Everton’s main creditors take control
Perhaps the best way to explain this scenario is that it would be like a CVA but without as many redundancies, losing nine points or paying insolvency practitioners for thousands of hours of work.
And the good news does not stop there, as this could happen in a matter of days.
First, MSP Sports Capital, the New York-based investment firm that pulled out of an earlier deal to make a gradual takeover at Everton last year, exercises its right to seize 50 per cent plus one of Everton’s shares from Moshiri for 777’s failure to repay the £158million loan they gave to Everton last summer.
Strictly speaking, it was Moshiri’s failure to repay the loan but his circumstances changed when Russia launched a full-scale invasion of Ukraine. So Moshiri wanted 777 to pick up this bill, which is why the Premier League made it part of its test of 777’s ability to fund the club. But the April 15 deadline for repayment came and went, with MSP agreeing to give Moshiri/777 until the end of the season to find the money. That deadline has now passed too.
MSP, it should be added, also secured its loan on 100 per cent of the Everton Stadium Development Company, the club subsidiary that owns the new ground. This means it could have taken control of the club and the building site four weeks ago. The fact it did not is… interesting.
It is not, however, the only lender with a fighting chance of seeing a good chunk of its money again, as Everton also have a credit facility — a credit card for companies — with Rights and Media Funding (RMF).
The Cheshire-based firm, which has no full-time employees or website, has loaned Everton about £225million secured against Goodison Park, the training ground, the club’s bank account, transfer receivables, media rights income, the contents of the club shop, whatever is in the groundkeeper’s shed and anything else.
Added together, this probably puts RMF in a stronger position than MSP in terms of security but it does not have MSP’s power to impact change, which is why they need each other. This represents a significant change in the dynamic to last year, when it was RMF’s opposition to the deal Moshiri had offered MSP that scuppered that plan.

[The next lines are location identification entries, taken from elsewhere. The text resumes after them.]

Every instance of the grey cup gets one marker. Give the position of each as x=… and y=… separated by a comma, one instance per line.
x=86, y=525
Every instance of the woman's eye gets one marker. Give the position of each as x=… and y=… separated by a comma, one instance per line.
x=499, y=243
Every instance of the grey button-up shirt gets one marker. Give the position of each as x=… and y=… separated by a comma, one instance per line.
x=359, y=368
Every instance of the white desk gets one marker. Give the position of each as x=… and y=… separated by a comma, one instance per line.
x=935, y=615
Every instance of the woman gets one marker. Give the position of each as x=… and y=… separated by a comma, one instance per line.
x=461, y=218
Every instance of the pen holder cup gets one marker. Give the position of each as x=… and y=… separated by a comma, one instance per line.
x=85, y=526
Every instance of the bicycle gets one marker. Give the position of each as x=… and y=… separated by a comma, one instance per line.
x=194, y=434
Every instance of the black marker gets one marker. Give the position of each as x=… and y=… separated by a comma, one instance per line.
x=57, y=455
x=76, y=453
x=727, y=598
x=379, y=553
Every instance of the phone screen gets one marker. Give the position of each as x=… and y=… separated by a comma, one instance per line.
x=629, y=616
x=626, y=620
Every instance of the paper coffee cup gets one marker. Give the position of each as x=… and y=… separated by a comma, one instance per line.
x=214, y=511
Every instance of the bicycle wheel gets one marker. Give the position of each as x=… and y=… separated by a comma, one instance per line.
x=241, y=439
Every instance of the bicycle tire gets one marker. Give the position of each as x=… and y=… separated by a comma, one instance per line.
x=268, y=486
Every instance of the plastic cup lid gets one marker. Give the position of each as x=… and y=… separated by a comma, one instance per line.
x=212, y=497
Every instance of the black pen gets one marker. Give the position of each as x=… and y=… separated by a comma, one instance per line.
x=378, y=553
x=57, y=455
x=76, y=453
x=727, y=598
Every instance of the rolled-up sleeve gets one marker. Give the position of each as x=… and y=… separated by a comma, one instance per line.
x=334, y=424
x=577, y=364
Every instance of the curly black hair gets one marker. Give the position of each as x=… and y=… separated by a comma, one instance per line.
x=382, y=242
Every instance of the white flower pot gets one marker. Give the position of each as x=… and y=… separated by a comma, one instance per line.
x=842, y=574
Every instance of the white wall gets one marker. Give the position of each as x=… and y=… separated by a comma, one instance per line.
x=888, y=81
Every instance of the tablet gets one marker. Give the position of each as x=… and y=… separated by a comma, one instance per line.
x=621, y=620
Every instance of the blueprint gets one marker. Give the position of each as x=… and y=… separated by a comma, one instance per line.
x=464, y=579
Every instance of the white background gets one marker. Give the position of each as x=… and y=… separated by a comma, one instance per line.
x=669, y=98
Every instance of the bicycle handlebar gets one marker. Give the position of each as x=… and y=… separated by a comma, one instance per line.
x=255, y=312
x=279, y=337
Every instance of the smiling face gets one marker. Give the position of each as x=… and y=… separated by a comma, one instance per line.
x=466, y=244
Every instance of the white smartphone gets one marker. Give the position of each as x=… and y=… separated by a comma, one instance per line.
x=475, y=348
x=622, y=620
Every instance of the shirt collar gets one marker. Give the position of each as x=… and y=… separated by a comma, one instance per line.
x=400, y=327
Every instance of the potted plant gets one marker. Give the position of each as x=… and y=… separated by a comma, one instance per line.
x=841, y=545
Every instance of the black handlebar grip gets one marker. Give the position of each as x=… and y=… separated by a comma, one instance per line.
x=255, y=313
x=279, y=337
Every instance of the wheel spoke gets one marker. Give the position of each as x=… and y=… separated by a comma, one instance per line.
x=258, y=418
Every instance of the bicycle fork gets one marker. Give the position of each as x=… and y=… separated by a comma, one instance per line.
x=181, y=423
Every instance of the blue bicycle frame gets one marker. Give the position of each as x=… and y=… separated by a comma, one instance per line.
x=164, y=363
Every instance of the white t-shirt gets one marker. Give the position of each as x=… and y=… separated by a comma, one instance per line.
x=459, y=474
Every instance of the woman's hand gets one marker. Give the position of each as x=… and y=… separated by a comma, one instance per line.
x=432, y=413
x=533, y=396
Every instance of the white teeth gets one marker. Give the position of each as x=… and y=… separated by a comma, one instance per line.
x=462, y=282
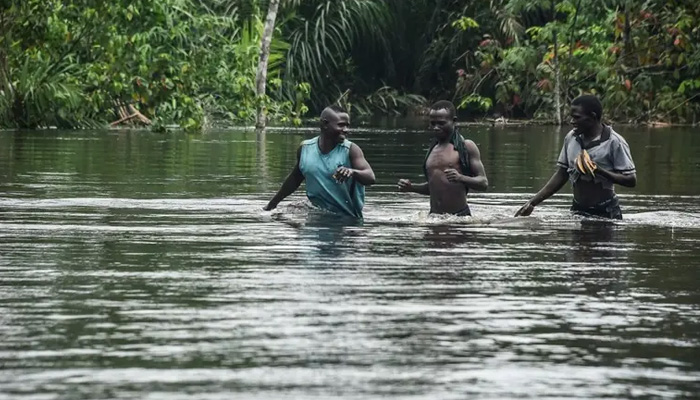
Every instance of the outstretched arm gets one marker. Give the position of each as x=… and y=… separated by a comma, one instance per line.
x=361, y=170
x=479, y=180
x=628, y=180
x=555, y=183
x=294, y=179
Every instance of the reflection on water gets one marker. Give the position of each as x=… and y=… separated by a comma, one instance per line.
x=135, y=265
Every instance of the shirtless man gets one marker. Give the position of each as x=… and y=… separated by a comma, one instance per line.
x=452, y=165
x=611, y=163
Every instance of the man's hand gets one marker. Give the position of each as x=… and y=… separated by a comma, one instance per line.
x=525, y=210
x=342, y=174
x=584, y=164
x=405, y=185
x=453, y=176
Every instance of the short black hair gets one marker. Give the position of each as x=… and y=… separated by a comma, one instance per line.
x=445, y=105
x=590, y=104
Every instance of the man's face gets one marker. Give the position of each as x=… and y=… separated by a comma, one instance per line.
x=441, y=123
x=582, y=121
x=337, y=126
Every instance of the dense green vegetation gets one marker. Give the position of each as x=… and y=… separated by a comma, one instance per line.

Now, however, they are completely aligned on the realisation that all of Everton’s creditors need to take what is known in financial circles as “a haircut”, but they are having a little bit off the fringe and tidying up the back and sides, while 777 and Moshiri are getting buzz cuts.
The latter duo could, of course, say “no thanks”. But MSP and RMF could remind them that administrators’ clippers can go even shorter.
An MSP/RMF-run Everton would still need to sell Jarrad Branthwaite and Amadou Onana this summer to avoid any further Premier League charges, but the plan would be to agree debt write-offs and/or very long-term repayment schemes that would bring the amount a new owner would need to find to more like £500million.
And, just to be clear, MSP/RMF would not want to be in charge for long. This intervention would be about preparing the club for sale in a far better fashion than Moshiri managed.
Can it happen? Sure, it just needs everyone to be rational. Nothing to worry about, then. Right?